I read Daycare Daze specifically because I admire her excellent authoritative parenting style and wish desperately that I lived close enough to send Babby to her daycare when he is a year old. But I recently found out that to her, Attachment Parenting is four-letter phrase. Since my foundation is in Psychology and Biology, I learned about Bowlby long before I ever heard of Dr. Sears and so I missed the whole attachment parents = permissive hippies connection.
My understanding of attachment theory comes psych courses, rather than from popular culture. I’ve always been a bit of a shut-in, so this isn’t the first time I’ve realized that I missed something big (I found out when I was 14 that there had been this guy named Kurt Cobain, who was now dead, and that his band Nirvana had started a whole movement called “Grunge” and I was like “What happened to the Beatles?”).
Apparently, to most people, “Attachment Parenting” as considered to be the name for what Perfect Husband and I call “Please Parenting” – the kind of parents who beg their tiny children to behave and alternately scold or coddle during tantrums rather than calmly enforcing proper boundaries.
Ironically, this actually violates attachment theory.
This is how I feel when I encounter Fundamentalist Christians.
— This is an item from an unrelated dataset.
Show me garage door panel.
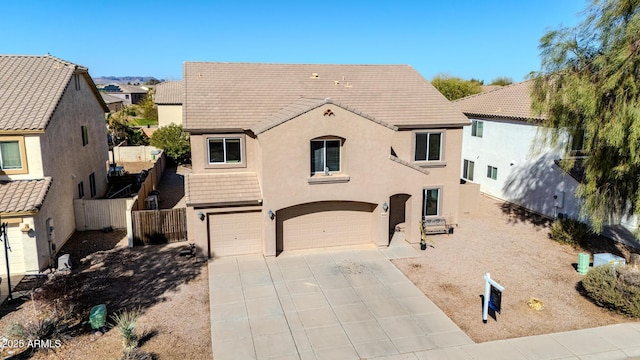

As a child, I learned about Christian forgiveness, about the dangers of wealth, and about accepting the differences of others. The fact that Christianity is now largely associated with Republican mysogynist, homophobic, and capitalist agendas baffles me… because it seems completely in opposition to the whole point of Christianity.
Now here I am, being told that Attachment Parenting is associated with Please Parenting, and I can only shake my head in disbelief.
So now I am here now to explain Attachment Theory and debunk this bizarre misunderstanding once and for all.
…at least, among the 200 people or so who happen on my blog every day.